Lo vuelvo a recordar. En diciembre de 1998 Gabriel García Márquez publicó una premonitoria entrevista que le hizo a bordo de un avión al entonces presidente electo Hugo Chávez. Al final de la misma, el premio Nobel colombiano confiesa “estremecido” la sensación de haber viajado con dos hombres distintos.
Cito textualmente: “Uno a quien la suerte empedernida le ofrecía la oportunidad de salvar a su país. Y el otro, un ilusionista, que podía pasar a la historia como un déspota más”.
Trece años después, el dilema tiene respuesta. Y obvia.
Pero nuestro vecino costeño no la escribirá jamás. No sólo porque por razones de salud se haya alejado del oficio, sino porque García Márquez, un defensor de los derechos humanos en otros países, decidió alguna vez no cuestionar jamás el oficio de dictador bananero que con pasión casi teatral ha encarnado Fidel Castro, su amigo personal. A finales de su vida, debe haber pensado, no lo iba a contrariar.
Viene al caso la figura del déspota bananero porque a pesar de los cambios ocurridos aún sigue con vida y parece repetirse a la manera de los ciclos del eterno retorno.

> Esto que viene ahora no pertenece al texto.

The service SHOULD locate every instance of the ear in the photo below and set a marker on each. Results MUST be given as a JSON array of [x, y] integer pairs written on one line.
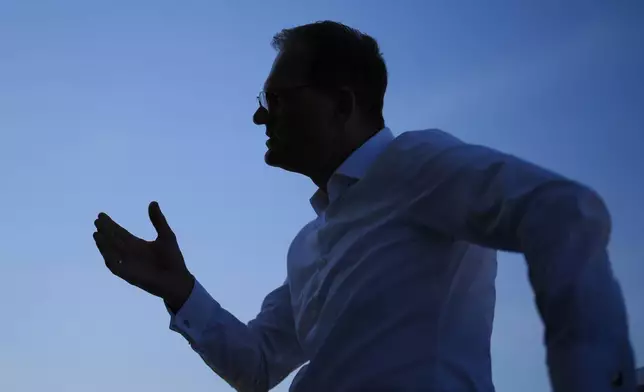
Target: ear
[[346, 103]]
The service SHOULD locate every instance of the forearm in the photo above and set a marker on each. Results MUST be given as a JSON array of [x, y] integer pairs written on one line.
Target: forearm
[[228, 346]]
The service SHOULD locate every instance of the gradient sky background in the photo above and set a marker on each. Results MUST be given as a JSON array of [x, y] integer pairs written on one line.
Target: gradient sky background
[[106, 105]]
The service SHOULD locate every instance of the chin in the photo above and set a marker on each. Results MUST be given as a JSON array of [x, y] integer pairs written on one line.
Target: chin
[[278, 159]]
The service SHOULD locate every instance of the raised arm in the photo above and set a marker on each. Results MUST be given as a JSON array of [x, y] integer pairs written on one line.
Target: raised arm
[[250, 357], [486, 197]]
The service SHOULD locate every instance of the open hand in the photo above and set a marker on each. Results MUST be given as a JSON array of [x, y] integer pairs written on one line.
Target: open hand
[[154, 266]]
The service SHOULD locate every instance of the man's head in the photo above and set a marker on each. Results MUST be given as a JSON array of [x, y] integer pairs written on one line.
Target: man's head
[[323, 97]]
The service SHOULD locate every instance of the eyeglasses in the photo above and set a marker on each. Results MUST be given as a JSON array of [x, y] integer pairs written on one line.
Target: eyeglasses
[[271, 99]]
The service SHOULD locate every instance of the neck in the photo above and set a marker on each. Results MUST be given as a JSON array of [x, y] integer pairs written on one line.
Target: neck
[[321, 175]]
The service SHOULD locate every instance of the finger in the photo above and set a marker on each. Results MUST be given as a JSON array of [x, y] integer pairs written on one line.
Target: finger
[[113, 231], [110, 255], [159, 222]]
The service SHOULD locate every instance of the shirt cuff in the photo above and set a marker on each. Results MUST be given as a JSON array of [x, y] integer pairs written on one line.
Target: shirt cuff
[[592, 368], [195, 315]]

Pasan los años, Estados Unidos se va retirando del Caribe y Centroamérica, América Latina se hace predominantemente democrática, el precio de las materias primas agrícolas decae, Somoza Debayle y Rafael Leonidas Trujillo fueron asesinados hace décadas, pero la figura de los gobernantes todopoderosos, extravagantes, implacables, caprichosos y de uniforme se recicla y se mantiene. Como un resistente gen. Allí están como ejemplo Daniel Ortega, Hugo Chávez y Fidel Castro.
Wikipedia, ese prodigio de las nuevas maneras de organizar el conocimiento en tiempos de las redes sociales, define de manera reveladora qué es una república bananera. Dice: “Es un término peyorativo para un país que sea considerado como políticamente inestable, empobrecido y atrasado, cuya economía depende de unos pocos productos de escaso valor agregado gobernado por un dictador o una junta militar”. Y seguidamente agrega: “Otro rasgo notable en este estereotipo es que en la `república bananera’ la corrupción es práctica corriente en cada aspecto de la vida cotidiana, siendo comúnmente desobedecidas las leyes del país”.

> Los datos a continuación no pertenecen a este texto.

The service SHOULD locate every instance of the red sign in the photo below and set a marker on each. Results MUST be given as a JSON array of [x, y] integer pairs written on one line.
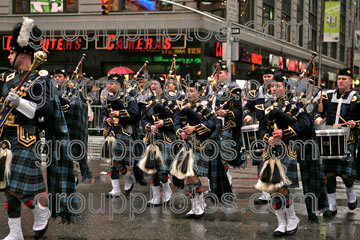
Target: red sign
[[292, 65], [137, 45], [256, 58], [218, 49], [56, 44]]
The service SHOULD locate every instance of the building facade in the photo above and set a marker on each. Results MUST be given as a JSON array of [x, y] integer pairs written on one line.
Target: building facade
[[272, 32]]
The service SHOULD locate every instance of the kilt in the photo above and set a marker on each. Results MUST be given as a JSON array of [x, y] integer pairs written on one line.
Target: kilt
[[340, 167], [289, 163], [26, 177], [202, 161], [224, 137], [122, 150], [313, 178]]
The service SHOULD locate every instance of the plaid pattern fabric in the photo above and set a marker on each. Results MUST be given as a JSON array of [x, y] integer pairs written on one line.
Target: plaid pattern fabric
[[202, 162], [313, 178], [291, 171], [26, 177], [77, 123], [119, 156], [345, 167], [61, 174]]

Si no fuera porque conocemos la metodología Wikipedia podría uno pensar que hay algo de mala fe en la definición y que fue hecha para describir la Nicaragua de Ortega, la Venezuela de Chávez y la Cuba de Fidel. Con algunas diferencias. Cuba no es inestable, tiene la solidez viscosa de una cárcel de máxima seguridad. Y, aunque ambos gobiernan sus países como si fueran una junta militar, ni Ortega ni Chávez son exactamente dictadores, son presidentes elegidos.
En cambio, no hay distinción alguna en el hecho de que todas, incluida Venezuela que ha dilapidado vergonzosamente su riqueza petrolera, son naciones pobres y atrasadas. Tampoco en la constatación de que la corrupción forma parte de la vida cotidiana.

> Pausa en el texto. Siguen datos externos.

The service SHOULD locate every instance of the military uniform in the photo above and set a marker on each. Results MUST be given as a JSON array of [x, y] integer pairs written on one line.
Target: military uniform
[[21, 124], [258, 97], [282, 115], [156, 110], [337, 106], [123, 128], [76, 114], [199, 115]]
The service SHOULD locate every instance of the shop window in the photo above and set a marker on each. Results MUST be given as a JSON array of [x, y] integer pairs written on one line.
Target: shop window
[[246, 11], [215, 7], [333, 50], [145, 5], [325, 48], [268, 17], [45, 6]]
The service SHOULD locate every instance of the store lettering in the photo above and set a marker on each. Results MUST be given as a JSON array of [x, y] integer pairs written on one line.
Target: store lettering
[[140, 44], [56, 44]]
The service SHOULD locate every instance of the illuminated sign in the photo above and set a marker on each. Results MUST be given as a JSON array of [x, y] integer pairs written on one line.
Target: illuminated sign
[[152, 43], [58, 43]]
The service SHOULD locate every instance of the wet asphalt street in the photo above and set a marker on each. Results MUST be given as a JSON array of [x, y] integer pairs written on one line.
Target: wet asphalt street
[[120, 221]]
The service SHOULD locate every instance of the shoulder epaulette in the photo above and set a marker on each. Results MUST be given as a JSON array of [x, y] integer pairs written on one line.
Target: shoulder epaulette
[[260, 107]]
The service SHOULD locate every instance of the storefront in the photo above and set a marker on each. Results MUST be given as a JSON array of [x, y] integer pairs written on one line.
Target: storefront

Sólo hay que recordar el mercado negro cubano, la piñata sandinista o el régimen cambiario venezolano.
Pero donde la coincidencia es absoluta es en el hecho de que en las tres son “comúnmente desobedecidas las leyes del país”. Los venezolanos, por ejemplo, ya nos hemos acostumbrado al hecho de que ley no es otra cosa que aquello que el Jefe Único desea. “Me lo expropias”, “me lo metes preso”, “me lo invades”, son las figuras literarias más representativas de la omnipotencia del tirano.
Más o menos lo mismo que en Nicaragua, el país donde el jefe político que condujo la salida del último Somoza ha terminado repitiendo las prácticas perversas de aquellos a quienes combatió. Los más recientes gestos, el fraude electoral alertado sin ambages por los observadores internacionales y la violación de la Constitución por parte del Tribunal Supremo para permitirle otro período de gobierno al jefe del somocismo sandinista, nos recuerdan que las culturas políticas bananeras tienen muchas vidas y si no se produce una profunda transformación ética terminan siendo reeditadas incluso por aquellos que alguna vez intentaron superarlas. Otros déspotas más.